Partheeban Theodore, directeur région d’Olam Agri a affirmé dans un communiqué que « Nous sommes ravis de signer ce mémorandum d’entente avec la BNI qui traduit notre volonté d’accompagner les opérateurs des filières hévéa et coton à mieux développer leurs activités, réaliser des rendements de qualité, et avoir accès au financement et au marché» affirme

Cette somme d’argent est libéré et vise à financer les activités des opérateurs dans les deux filières qui seront présélectionnés par Olam Agri et présentés à la BNI, selon le site commodafrica.com. Pour ce faire, il faut rappeler que Olam Agri est également présente en Côte d’Ivoire dans le coton à travers la Société d’exploitation cotonnière (SECO SA) et l’hévéa avec la Société agro-industrielle de la Comoé (SAIC). 

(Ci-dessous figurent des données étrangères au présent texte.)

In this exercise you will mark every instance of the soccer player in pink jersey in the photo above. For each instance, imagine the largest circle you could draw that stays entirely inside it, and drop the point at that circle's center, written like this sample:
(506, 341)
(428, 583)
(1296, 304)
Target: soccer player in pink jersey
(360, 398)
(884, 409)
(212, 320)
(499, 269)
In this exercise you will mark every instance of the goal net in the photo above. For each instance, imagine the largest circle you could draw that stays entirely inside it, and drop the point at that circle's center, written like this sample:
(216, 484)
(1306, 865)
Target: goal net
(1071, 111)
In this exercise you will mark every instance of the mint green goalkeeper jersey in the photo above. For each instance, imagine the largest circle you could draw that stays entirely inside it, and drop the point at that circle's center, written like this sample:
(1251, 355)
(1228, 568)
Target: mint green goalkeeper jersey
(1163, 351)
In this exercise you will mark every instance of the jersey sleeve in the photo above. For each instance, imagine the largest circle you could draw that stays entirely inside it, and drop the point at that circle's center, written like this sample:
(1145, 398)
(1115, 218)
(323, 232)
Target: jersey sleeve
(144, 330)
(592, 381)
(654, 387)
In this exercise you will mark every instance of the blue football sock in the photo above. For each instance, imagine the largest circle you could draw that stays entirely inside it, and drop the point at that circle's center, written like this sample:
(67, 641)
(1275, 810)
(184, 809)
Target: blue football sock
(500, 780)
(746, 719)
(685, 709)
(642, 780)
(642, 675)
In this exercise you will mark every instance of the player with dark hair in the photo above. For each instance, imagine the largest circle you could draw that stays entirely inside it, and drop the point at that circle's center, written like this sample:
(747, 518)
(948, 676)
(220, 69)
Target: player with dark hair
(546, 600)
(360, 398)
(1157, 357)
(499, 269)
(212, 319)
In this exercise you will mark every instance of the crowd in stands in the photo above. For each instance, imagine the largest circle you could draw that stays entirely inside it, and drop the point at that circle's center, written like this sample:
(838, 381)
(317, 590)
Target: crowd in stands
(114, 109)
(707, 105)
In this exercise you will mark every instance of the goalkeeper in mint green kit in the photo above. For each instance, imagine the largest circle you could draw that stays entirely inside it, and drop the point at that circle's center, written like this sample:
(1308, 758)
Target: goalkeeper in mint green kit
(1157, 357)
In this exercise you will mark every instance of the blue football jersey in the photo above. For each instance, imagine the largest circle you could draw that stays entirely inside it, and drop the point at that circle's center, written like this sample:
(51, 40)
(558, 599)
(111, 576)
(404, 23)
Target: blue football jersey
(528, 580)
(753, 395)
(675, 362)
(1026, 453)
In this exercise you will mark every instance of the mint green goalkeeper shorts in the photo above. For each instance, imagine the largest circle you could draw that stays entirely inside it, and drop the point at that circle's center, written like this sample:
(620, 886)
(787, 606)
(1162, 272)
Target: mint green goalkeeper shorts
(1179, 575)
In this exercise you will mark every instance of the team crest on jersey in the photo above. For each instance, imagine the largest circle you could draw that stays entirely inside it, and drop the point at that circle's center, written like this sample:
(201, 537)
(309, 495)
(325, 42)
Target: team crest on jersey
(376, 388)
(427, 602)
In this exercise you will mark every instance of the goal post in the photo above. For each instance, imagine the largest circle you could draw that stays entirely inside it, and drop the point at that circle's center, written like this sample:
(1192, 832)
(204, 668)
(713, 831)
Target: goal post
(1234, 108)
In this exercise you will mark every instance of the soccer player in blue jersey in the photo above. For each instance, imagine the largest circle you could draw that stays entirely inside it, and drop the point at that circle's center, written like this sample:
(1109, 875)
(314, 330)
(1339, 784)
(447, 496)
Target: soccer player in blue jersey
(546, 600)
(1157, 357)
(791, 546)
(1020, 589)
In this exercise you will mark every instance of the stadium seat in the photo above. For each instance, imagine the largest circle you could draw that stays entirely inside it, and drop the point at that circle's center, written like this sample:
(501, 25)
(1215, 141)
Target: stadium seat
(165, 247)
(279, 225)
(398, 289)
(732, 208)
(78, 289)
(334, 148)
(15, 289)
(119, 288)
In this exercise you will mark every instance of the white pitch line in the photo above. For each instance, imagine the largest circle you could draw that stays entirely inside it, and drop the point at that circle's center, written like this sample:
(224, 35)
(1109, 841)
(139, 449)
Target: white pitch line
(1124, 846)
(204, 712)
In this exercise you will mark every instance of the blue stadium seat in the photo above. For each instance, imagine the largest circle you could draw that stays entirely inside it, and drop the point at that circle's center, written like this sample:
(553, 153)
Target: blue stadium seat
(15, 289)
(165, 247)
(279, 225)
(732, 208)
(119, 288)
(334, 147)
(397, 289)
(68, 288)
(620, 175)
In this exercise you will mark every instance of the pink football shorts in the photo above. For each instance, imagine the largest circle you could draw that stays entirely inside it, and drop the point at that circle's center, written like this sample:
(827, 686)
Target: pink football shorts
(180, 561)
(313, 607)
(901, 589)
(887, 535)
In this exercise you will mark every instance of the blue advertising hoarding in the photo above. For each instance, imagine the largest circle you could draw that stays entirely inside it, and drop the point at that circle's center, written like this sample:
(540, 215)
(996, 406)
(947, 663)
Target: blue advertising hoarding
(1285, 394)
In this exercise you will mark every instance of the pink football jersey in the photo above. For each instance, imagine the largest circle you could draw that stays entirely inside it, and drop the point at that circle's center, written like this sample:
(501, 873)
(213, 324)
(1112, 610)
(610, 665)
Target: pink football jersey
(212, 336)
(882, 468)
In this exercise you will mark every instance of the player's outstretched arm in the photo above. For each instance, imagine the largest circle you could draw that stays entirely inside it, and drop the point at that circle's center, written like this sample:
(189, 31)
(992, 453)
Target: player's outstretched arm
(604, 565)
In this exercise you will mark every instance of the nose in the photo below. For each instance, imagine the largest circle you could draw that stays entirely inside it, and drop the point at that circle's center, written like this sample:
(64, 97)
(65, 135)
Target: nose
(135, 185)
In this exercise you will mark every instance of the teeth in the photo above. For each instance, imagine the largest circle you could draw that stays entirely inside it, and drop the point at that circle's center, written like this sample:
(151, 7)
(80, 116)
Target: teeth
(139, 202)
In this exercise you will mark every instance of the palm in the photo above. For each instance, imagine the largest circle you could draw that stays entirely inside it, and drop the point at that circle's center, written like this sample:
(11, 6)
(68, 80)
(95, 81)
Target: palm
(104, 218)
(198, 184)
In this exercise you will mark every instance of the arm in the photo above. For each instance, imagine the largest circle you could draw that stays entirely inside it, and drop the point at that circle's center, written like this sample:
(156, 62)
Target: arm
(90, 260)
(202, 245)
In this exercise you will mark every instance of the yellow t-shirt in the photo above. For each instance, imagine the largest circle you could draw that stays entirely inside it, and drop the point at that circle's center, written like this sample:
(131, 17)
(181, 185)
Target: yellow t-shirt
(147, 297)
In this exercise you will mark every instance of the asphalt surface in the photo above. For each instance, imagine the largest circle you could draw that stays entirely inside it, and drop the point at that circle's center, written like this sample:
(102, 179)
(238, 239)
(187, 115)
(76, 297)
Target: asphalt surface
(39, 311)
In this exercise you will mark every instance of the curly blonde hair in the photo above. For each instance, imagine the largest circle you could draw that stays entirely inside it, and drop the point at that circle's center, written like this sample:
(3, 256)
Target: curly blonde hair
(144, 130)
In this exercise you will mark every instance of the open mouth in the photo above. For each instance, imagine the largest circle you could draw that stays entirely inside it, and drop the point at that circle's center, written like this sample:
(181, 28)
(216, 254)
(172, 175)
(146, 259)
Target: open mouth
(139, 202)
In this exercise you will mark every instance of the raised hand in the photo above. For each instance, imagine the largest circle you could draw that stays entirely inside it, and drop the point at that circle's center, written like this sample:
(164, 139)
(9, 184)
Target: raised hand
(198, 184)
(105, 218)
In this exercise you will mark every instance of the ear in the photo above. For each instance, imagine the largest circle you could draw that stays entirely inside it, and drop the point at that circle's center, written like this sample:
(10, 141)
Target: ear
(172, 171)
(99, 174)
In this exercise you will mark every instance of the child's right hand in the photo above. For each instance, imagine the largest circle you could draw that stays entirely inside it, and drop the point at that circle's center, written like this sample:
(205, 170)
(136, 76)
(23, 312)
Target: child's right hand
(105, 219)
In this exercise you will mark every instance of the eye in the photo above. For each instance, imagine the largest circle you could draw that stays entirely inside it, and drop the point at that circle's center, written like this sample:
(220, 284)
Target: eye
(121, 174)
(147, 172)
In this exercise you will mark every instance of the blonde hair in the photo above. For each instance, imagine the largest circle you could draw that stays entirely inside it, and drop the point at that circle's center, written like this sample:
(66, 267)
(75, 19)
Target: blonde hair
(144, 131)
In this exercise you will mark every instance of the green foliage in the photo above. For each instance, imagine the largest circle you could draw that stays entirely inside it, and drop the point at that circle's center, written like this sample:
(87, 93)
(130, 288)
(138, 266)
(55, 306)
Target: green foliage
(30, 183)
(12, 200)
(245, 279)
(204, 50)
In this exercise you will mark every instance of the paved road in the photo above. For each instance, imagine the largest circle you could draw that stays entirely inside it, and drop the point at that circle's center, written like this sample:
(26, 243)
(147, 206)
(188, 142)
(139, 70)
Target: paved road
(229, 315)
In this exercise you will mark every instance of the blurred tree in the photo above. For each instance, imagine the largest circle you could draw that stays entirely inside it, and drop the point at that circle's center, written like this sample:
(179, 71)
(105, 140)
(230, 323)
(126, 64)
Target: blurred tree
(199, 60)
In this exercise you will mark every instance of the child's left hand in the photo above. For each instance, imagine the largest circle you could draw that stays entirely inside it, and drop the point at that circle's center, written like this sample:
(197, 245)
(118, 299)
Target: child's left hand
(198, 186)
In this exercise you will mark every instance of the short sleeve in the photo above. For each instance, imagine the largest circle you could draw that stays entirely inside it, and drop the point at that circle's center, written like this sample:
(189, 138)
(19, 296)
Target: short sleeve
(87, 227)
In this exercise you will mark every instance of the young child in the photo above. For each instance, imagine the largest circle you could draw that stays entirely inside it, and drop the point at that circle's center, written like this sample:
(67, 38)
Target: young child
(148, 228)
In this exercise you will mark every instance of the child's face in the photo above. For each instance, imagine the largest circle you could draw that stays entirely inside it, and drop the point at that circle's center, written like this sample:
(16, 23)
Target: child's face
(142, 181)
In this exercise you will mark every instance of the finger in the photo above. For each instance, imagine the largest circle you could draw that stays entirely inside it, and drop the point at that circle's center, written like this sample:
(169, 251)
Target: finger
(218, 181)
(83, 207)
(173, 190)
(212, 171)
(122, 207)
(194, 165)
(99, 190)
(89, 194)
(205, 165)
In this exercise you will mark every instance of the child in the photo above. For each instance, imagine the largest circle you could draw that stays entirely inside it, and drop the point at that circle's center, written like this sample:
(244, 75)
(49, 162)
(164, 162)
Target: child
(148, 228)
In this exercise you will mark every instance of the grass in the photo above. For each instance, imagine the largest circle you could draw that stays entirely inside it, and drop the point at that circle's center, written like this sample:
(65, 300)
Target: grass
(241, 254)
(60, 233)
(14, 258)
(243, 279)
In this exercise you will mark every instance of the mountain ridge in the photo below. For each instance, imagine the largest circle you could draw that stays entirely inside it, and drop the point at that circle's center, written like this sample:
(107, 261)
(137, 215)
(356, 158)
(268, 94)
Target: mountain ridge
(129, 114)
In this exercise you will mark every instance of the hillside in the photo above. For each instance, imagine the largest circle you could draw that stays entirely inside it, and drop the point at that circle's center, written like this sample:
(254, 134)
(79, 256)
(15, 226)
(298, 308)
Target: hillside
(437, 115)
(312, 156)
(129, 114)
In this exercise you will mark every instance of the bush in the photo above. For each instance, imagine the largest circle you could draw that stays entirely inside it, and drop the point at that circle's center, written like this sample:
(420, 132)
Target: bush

Dans les détails, Olam Agri apportera aussi une assistance commerciale et technique aux opérateurs dans le but d’accroître leur rendement et d’obtenir des produits conformes aux standards internationaux.Selon le site Commodafrica. Par ailleurs, Olam Agri a décidé de s’assurer des approvisionnements de qualité. L’entreprise détient la capacité d’acheter la production de ces nouveaux opérateurs.